Monday, Mar. 29, 1954
Film v. Live Shows
"The Kraft TV Theater comes to you live from New York. The play is being performed at the moment you see it--living theater is your best television entertainment." This announcement, read as each Kraft show comes on the air, dramatizes weekly the struggle for supremacy between live and filmed TV. It points up the fear of the TV networks, as well as that of the Manhattan producers of live shows, that they are about to be swallowed up by Hollywood. At first, almost all television was live. Now one third of sponsored network shows are on film, and the percentage is growing. Such TV film-makers as Hal Roach Jr., Ziv,
Don Sharpe, Frank Wisbar and Desilu have built their business from scratch to a $50-million industry.
Last year Hollywood, which makes 78% of TV's film (the rest is shot in Manhattan and Europe), provided 3,500,000 feet of film for TV's consumption. Eight onetime movie studios are now devoted almost entirely to TV. Of all the millions of feet of negative sold by Eastman Kodak to the movie industry, nearly 70% goes to television. Though the general quality of IV films is low, the two most popular TV programs in the U.S.--I Love Lucy and Dragnet--are on film.
Actor's Muff. On one level, the film v. live-TV fight is an artistic squabble. Producers and directors of such live shows as Studio One, U.S. Steel Hour and Philco Goodyear TV Playhouse argue that the theaterlike thrill of live TV cannot be captured on film, and that live performances hold more excitement and spontaneity. Replies Film-Maker Hal Roach-"Who wants to see a stagehand in the wrong place, or hear an actor muff his lines? That's what spontaneity means."
The networks are in the fight for financial reasons. With a live program that can be performed only once, TV stations usually must belong to a network if they are to carry the show. But filmed TV can be sold direct by the film-makers to individual stations. Not wanting to be pushed out into the cold, the networks have fought back. NBC's Vice President John K. West says of TV film: "Keep it the hell off the networks." CBS's Vice President Harry Ackerman says: "We are primarily in the live TV business. We definitely wanted to shoot I Love Lucy live.
But the sponsor made us go to film You can say that we go into the film business at the whim of the sponsor."
46 Survivors. Since film has been forced on them, the networks have moved to capture another middleman function: distribution. NBC, CBS and ABC are organized to sell reruns of their TV films to advertisers and independent TV stations. Says NBC Film Division's Director Ted Sisson: "A few big distributors are eventually going to control the industry." Some filmed shows, such as Victory at Sea, have higher ratings on their second runs than on their firsts. Others, e.g., Hopalong Cassidy, have been re-run as many as five times in the same city.
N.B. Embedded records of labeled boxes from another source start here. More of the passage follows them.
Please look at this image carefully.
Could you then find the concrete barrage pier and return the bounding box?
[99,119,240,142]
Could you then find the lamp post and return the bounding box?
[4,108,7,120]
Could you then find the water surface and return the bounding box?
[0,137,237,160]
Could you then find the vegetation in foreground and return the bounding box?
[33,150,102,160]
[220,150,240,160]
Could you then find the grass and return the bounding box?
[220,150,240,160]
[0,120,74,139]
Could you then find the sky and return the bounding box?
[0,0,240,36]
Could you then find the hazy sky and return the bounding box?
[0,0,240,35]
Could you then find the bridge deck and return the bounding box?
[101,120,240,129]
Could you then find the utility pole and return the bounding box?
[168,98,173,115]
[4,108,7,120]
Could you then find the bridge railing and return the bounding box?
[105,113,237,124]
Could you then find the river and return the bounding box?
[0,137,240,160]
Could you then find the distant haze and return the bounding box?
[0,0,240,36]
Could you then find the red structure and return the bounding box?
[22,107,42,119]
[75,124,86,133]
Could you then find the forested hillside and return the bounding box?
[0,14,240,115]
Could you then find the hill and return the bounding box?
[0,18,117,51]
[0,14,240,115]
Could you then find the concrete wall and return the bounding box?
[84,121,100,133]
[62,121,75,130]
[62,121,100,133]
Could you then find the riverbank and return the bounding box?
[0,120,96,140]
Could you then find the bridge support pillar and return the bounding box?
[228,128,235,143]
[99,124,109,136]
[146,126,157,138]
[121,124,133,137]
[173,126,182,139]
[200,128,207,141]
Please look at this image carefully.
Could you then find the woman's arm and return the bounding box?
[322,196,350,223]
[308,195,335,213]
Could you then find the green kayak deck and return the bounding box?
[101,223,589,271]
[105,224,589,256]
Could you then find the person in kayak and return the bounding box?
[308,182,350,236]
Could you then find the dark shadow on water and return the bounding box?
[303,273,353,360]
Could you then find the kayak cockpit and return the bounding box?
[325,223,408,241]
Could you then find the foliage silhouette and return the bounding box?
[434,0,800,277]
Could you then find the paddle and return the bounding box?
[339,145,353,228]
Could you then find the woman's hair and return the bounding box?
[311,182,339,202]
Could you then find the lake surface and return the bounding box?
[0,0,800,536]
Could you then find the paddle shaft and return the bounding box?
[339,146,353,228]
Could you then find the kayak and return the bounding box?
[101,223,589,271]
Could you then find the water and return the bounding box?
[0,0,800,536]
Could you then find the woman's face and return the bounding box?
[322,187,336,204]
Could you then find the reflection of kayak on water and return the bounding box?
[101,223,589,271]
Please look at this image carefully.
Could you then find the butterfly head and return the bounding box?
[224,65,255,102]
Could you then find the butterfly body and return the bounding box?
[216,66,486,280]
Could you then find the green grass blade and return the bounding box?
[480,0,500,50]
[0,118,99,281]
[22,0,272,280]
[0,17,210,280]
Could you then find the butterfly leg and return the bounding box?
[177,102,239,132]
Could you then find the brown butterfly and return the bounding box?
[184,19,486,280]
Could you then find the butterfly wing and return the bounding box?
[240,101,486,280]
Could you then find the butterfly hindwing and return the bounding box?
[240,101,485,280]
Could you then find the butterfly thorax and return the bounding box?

Hal Roach's production this year will top the combined footage of Metro Goldwyn Mayer, 20th Century-Fox and Warner Bros. Right from the first, says Roach "it was plain that this hungry TV medium could only be fed with film." But the casualties were high. Banks refused to lend money. The major studios refused to let their stars appear in TV shows. Of some 500 embryo TV filmmakers, only 46 survive, and only half a dozen make sizable profits. Roach aims solely at producing entertainment by assembly-line methods, says: "It's like the auto business."
Roach made 98 films of Racket Squad sold them to a sponsor, but just barely made expenses ("I was banking on the fact that I could show the films again and cash in"). He won his gamble by reselling the films to the ABC network for $1,000,000. He has 30 writers hard at work on three on-the-air series (Public Defender, Duffy's Tavern, My Little Margie) and seven new programs.
Nothing in the immediate future is likely to be decisive in the struggle between live and film TV. Color TV will probably be taken in stride by both sides. Electronic tape, due in from two to five years, seems to promise advantages to everyone!
Like most such struggles, live v. filmed TV may end up as an uneasy compromise. Says one TV producer: "Believe me, there's room in this business for everyone. We can have live and film and tape and color. Just as long as nobody wants the whole pot."